Background information
- Born: 2001 or 2002 (age 23–24) Newark, New Jersey U.S.
- Genres: Hip hop; trap; drill; Jersey club;
- Occupations: Rapper; songwriter;
- Years active: 2020–present
- Label: 100%Pure Warner Music Group;

= Bandmanrill =

American rapper

Siril Pettus, known professionally as Bandmanrill, is an American rapper from Newark, New Jersey. He is currently signed to 100%Pure and Warner Music Group and is noted as a pioneer of the hip-hop scene with his fusing of elements of Jersey club and drill.

== Career ==
Bandmanrill began rapping in 2020 during the COVID-19 pandemic.
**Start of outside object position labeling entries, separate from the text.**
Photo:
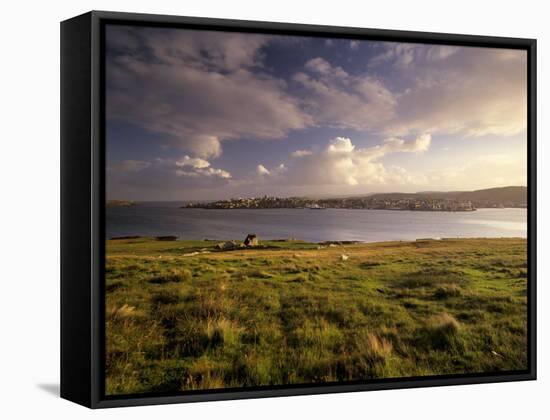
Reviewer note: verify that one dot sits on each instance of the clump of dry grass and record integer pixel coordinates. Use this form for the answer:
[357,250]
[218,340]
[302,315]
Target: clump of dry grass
[124,312]
[374,348]
[443,332]
[174,276]
[447,291]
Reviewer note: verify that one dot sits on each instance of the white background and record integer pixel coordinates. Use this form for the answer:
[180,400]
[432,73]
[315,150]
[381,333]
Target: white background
[29,166]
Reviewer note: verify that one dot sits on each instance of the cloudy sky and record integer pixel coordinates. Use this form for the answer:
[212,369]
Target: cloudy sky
[200,115]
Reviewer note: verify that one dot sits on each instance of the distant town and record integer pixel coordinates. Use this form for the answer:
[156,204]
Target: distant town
[436,201]
[266,202]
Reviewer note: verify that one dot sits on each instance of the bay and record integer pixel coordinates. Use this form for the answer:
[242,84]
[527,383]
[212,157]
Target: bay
[167,218]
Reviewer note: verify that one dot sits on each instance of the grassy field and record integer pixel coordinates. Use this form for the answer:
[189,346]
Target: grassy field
[179,318]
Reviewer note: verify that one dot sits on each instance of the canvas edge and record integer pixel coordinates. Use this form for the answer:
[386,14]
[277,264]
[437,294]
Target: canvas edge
[97,399]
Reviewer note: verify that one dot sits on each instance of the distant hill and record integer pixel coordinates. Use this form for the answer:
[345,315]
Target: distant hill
[516,195]
[120,203]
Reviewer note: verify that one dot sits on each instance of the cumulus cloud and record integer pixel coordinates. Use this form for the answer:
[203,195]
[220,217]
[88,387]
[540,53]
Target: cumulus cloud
[130,165]
[301,153]
[342,163]
[262,170]
[335,98]
[194,162]
[197,88]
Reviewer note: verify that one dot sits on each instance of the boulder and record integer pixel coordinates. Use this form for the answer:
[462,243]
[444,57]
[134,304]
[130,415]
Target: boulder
[251,240]
[227,246]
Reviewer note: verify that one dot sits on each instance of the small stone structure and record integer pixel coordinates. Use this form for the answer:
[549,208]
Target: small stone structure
[251,240]
[227,246]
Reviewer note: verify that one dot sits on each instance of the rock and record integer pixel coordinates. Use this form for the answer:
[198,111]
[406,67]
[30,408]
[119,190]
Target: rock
[166,238]
[227,246]
[251,240]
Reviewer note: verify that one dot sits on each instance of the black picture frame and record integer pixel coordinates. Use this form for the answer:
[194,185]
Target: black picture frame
[83,204]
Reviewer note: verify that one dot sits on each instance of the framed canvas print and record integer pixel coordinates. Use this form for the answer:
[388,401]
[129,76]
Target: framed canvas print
[257,209]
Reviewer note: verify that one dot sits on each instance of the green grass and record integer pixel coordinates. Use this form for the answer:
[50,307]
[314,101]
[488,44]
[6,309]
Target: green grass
[294,312]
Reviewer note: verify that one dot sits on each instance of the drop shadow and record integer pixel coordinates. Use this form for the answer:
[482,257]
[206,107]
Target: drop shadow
[52,389]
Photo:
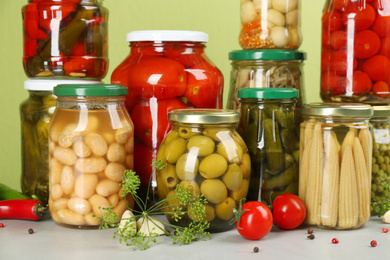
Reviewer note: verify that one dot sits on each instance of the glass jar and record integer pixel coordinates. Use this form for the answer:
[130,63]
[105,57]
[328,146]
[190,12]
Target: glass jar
[355,57]
[335,164]
[204,152]
[270,24]
[265,69]
[35,114]
[65,39]
[380,195]
[165,70]
[269,128]
[91,145]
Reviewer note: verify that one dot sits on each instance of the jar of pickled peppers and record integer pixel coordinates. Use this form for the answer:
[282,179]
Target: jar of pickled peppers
[380,193]
[204,153]
[165,70]
[269,128]
[91,140]
[35,114]
[355,57]
[270,24]
[335,165]
[65,39]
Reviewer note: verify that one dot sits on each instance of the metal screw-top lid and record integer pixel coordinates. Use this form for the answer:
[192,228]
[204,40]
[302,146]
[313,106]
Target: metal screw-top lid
[337,109]
[204,116]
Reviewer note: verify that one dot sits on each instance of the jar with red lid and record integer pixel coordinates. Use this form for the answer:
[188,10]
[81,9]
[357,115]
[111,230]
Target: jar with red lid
[355,51]
[165,70]
[65,39]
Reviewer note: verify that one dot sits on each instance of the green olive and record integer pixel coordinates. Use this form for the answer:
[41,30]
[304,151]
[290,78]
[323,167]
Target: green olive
[230,150]
[187,167]
[213,166]
[214,190]
[204,145]
[175,149]
[233,177]
[224,210]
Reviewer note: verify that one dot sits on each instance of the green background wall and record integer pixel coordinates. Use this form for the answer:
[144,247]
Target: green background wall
[219,18]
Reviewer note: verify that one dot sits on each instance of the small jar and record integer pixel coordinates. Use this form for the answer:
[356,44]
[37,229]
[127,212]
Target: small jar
[355,57]
[269,128]
[380,159]
[265,69]
[65,39]
[165,70]
[35,114]
[204,152]
[270,24]
[91,145]
[335,164]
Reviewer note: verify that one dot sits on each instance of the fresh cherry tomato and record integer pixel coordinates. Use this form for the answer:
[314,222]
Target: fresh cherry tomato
[150,119]
[256,221]
[288,211]
[158,77]
[204,86]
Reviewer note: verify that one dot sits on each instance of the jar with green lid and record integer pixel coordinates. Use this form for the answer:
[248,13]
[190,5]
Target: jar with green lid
[335,164]
[91,140]
[265,69]
[269,128]
[380,191]
[35,114]
[203,152]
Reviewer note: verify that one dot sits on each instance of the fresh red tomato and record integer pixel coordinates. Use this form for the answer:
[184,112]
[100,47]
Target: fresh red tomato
[158,77]
[205,86]
[256,221]
[150,118]
[288,211]
[367,43]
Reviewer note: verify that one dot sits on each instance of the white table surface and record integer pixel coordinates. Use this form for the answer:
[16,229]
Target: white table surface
[51,241]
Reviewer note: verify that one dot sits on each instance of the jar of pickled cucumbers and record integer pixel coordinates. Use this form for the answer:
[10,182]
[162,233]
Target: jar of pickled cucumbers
[35,114]
[91,144]
[265,69]
[65,39]
[269,128]
[165,70]
[335,165]
[203,152]
[270,24]
[380,193]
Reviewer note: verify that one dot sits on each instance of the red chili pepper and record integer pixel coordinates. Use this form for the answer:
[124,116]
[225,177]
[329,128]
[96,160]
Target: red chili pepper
[28,209]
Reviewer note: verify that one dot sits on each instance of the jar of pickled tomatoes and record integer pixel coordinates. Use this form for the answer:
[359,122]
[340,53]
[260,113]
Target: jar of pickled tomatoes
[165,70]
[355,57]
[91,141]
[65,39]
[270,24]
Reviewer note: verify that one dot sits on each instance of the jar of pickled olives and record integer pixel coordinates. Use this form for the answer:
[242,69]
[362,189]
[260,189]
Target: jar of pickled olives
[265,69]
[65,39]
[91,140]
[35,114]
[203,152]
[270,24]
[165,70]
[335,164]
[269,128]
[380,193]
[355,57]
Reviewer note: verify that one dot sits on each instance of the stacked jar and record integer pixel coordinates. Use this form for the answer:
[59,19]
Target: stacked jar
[65,42]
[165,70]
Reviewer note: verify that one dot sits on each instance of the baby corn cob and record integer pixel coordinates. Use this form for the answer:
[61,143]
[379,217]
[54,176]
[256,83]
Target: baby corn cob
[348,199]
[363,186]
[330,182]
[313,192]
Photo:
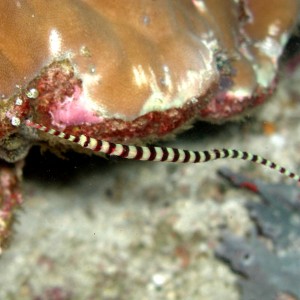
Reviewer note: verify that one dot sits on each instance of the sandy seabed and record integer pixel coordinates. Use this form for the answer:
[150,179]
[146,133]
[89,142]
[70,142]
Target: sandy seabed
[97,229]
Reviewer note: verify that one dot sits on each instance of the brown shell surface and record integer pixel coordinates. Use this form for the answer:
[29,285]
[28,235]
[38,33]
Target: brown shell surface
[129,69]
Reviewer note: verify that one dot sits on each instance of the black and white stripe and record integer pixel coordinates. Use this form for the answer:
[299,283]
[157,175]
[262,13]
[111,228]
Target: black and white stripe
[152,153]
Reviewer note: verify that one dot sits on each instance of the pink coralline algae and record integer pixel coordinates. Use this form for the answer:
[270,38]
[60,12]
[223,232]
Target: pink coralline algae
[132,70]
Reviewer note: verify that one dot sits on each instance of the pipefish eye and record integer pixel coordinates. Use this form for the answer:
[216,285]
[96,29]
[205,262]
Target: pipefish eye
[161,154]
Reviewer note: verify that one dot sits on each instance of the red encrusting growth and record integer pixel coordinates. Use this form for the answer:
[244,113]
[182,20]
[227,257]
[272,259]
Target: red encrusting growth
[154,153]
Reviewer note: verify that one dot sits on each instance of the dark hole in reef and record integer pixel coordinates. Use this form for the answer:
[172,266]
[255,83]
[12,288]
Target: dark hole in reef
[51,169]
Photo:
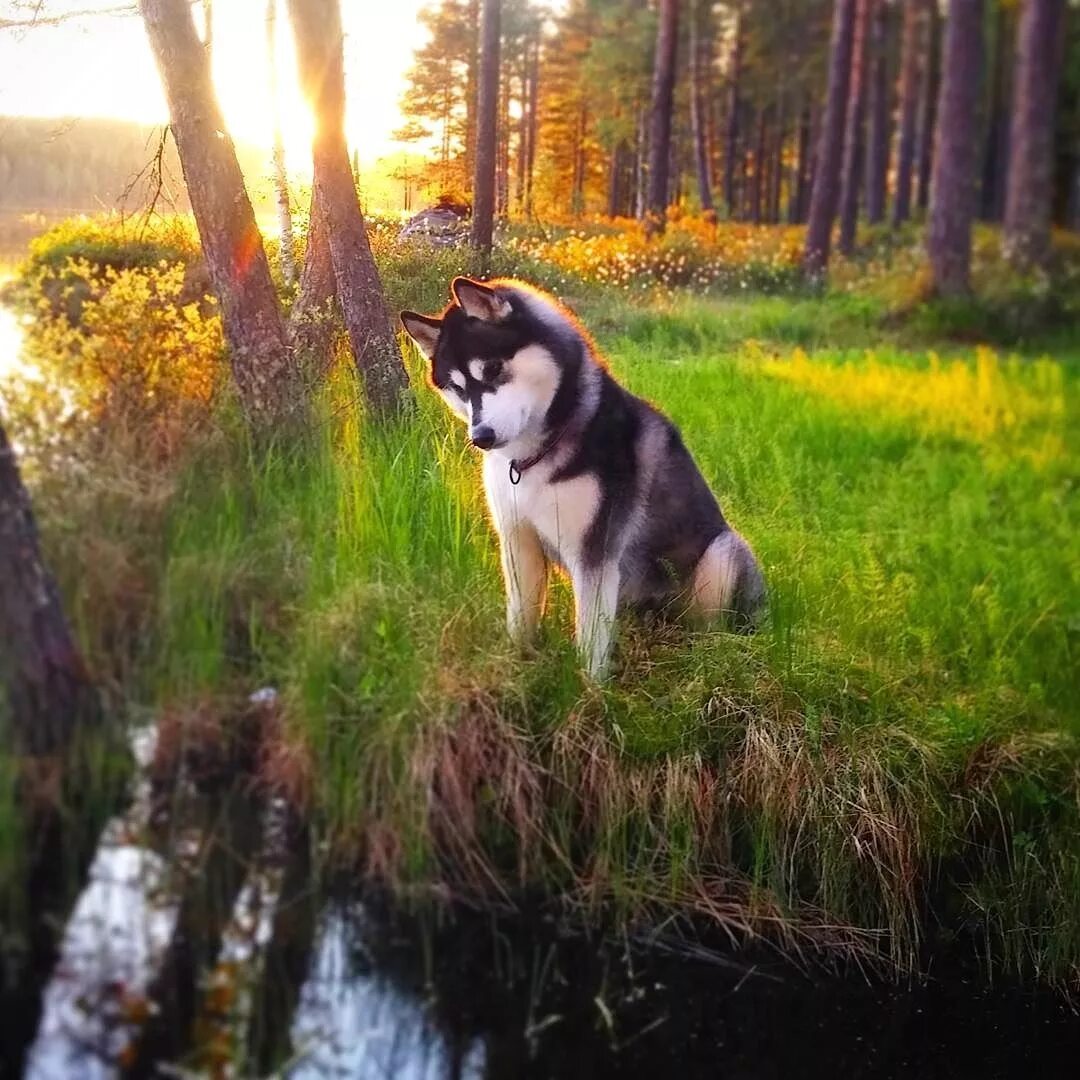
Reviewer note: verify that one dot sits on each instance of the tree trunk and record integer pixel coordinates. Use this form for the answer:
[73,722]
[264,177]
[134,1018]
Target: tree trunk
[995,149]
[316,25]
[853,130]
[280,173]
[660,115]
[915,16]
[44,688]
[261,361]
[758,189]
[530,156]
[956,150]
[731,134]
[928,104]
[777,166]
[826,186]
[1028,202]
[312,318]
[486,112]
[699,48]
[877,110]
In April 2021, he released his track "Heartbroken" which was selected by Pitchfork as the "must-hear rap song of the day". In November 2021, he released a freestyle titled "Tonight’s Da Night Freestyle". In August 2022, he released his single titled "Real Hips", which is described by Jon Caramanica of The New York Times as "a surprisingly luscious and nimble offering from the Newark rapper Bandmanrill that makes plain the through lines that connect drill music, Jersey club and bass music". In October 2022, he released his debut project Club Godfather., which contains collaborations with NLE Choppa, Lay Bankz, Skaiwater, Sha EK, and DJ Swill B.